Thanks, wow! Such wonderful feedback. Update: I have a very good friend who is adopted and searched and she is wonderful with kids (she's a school aide for behavior disordered kids and they love her.) I called her and she talked to N. privately about her anger, her feelings, how SHE had felt, why it's best to wait "until everyone is ready" and came up with stuff only an adopted person could think of. My daughter came out of there in tears, but not angry tears. She likes my friend. I think it helped her. She had great suggestions, such as journaling questions that she would like to ask B. (her birthmother) one day and putting down her feelings of anger or anything else.
I know her birthparents and went through the pregnancy with birthmom. The idea was to have an open adoption, but both of her birthparents let her down so badly that I stopped it. Her birthmother had been engaged about a year after N. was born and she promised N. she could be the flower girl in the wedding. N. was very excited. She'd asked about it, but B. didn't call. Finally, I called her. There was music in the background and kids talking and another men (not her fiance) answered the phone. She got on and told me she'd broken up with her fiance. She hadn't told N. about it. I took that as a big red flag that she was not mature enough to have contact with N. N. was devestated that she hadn't told her. Her birthfather was also in contact with her, but he had substance abuse issues and had been in jail. His family, however, is neat. He promised to throw her a huge Chuck E. Cheese birthday party and she again got all excited, looking forward to it. It never happened and he got a DUI and ended up back in legal trouble. He wrote to her from jail and we kept the letters for later, but he also seemed like a poor candidate to enhance her childhood. And nobody else in his family returned our invitations to visit N.
Years have gone by and I tried to contact B. just to give her an update, but I don't k now how to find her. My guess is she got married and I don't know her last name. I know where she lives (or lived) and shouldn't have any trouble finding her when N. turns 18. She is a good person with custody of N.'s half-brother, and I definitely want N. to know her brother. But I feel she is at too of an emotional age to start up again. What if the birthmother is still unreliable? I wouldn't mind writing to her to give her updates, but I don't think it's time for them to see one another again.

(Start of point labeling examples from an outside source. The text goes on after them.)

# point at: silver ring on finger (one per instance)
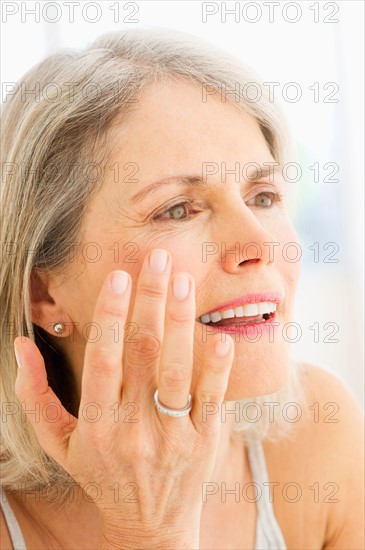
(173, 412)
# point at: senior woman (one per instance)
(145, 286)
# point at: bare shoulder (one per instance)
(5, 542)
(322, 463)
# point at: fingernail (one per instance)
(180, 286)
(119, 282)
(17, 355)
(222, 348)
(158, 260)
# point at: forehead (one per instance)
(171, 124)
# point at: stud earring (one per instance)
(58, 328)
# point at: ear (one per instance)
(46, 310)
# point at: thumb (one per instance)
(51, 422)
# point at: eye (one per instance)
(176, 212)
(265, 199)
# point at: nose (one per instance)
(243, 240)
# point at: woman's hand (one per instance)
(149, 467)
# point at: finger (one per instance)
(177, 350)
(212, 385)
(102, 372)
(142, 354)
(51, 422)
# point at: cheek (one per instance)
(287, 254)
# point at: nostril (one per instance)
(252, 261)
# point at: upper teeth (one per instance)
(241, 311)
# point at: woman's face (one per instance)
(173, 135)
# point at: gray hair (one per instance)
(48, 139)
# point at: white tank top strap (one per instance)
(268, 532)
(12, 523)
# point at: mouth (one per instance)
(248, 310)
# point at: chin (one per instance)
(259, 368)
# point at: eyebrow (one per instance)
(196, 180)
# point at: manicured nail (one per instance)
(119, 282)
(181, 286)
(17, 355)
(158, 260)
(222, 348)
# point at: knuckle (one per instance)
(103, 362)
(175, 377)
(147, 346)
(151, 290)
(113, 308)
(210, 396)
(179, 317)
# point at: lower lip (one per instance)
(254, 330)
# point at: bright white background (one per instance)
(303, 52)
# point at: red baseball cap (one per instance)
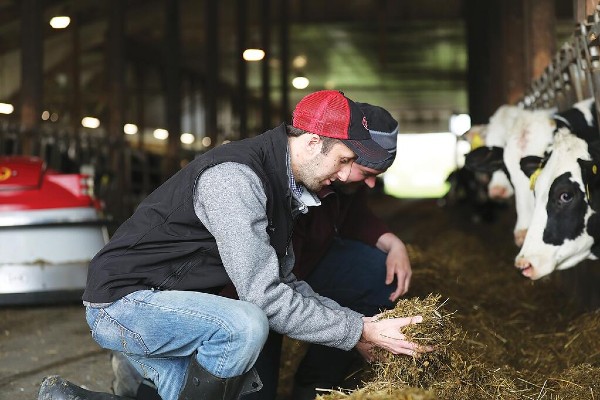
(329, 113)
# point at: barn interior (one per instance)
(130, 91)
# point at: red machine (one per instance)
(50, 228)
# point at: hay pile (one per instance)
(497, 335)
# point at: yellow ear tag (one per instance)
(533, 178)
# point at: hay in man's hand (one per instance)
(436, 331)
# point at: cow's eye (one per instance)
(565, 197)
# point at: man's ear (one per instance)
(485, 159)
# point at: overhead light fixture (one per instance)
(160, 134)
(130, 129)
(253, 54)
(460, 123)
(90, 122)
(187, 138)
(299, 61)
(300, 82)
(60, 22)
(206, 141)
(6, 108)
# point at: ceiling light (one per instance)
(254, 54)
(6, 108)
(161, 134)
(187, 138)
(130, 129)
(300, 82)
(60, 22)
(299, 62)
(90, 122)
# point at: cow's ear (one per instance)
(530, 164)
(590, 174)
(485, 159)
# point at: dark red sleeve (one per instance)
(359, 222)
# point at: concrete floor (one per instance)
(37, 341)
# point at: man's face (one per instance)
(322, 169)
(360, 173)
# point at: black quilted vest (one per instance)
(164, 246)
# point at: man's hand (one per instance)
(365, 349)
(397, 263)
(386, 333)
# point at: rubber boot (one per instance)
(202, 385)
(57, 388)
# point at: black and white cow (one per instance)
(512, 134)
(565, 225)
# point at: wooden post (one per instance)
(31, 75)
(173, 87)
(265, 68)
(284, 44)
(212, 70)
(242, 69)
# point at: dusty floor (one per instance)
(36, 341)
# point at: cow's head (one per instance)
(565, 226)
(490, 160)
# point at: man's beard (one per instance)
(308, 174)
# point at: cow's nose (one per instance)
(525, 266)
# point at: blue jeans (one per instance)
(158, 331)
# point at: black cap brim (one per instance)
(368, 150)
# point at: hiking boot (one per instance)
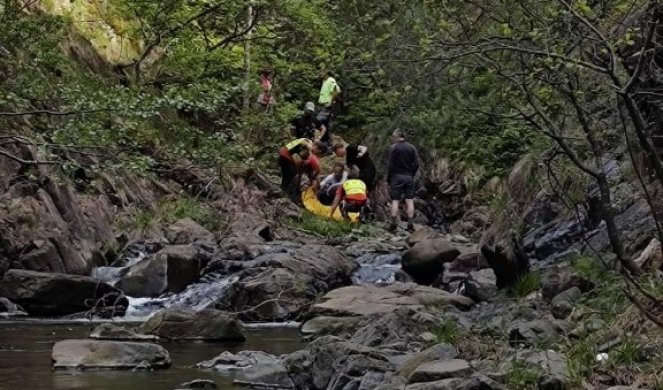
(393, 225)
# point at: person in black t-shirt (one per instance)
(357, 155)
(305, 125)
(403, 166)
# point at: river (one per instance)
(25, 358)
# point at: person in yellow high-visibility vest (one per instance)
(352, 195)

As for me feeling threatened, that's just me being a ditz...lol. N. and I have a very strong bond. We are very close. N. is going to want to meet B. again, and I'm going to have to be brave and cheerful about it and it's probably going to go much smoother for all of us than my vile imagination says.
I don't think this has anything to do with the son who has disappeared on us. He came at age six and was never that bonded to us. I think it is worse for me in N's case because we are so close. I saw her birth and was the first to hold her and it's been uphill ever since. So I don't want to lose her to another mother! Yet none of us, even biol. parents, own our kids. I have one biol. son.
I always refer to myself and her dad as dad and mom and her birthparents as birthmother and birthfather. That's why when she said REAL REAL mother it threw me a little, but she was upset and I knew what she meant--she meant mother who gave birth to me (birthmother).
Keep it coming. I love your feedback. You are such wise parents and I learn so much from all of you. Bless you all.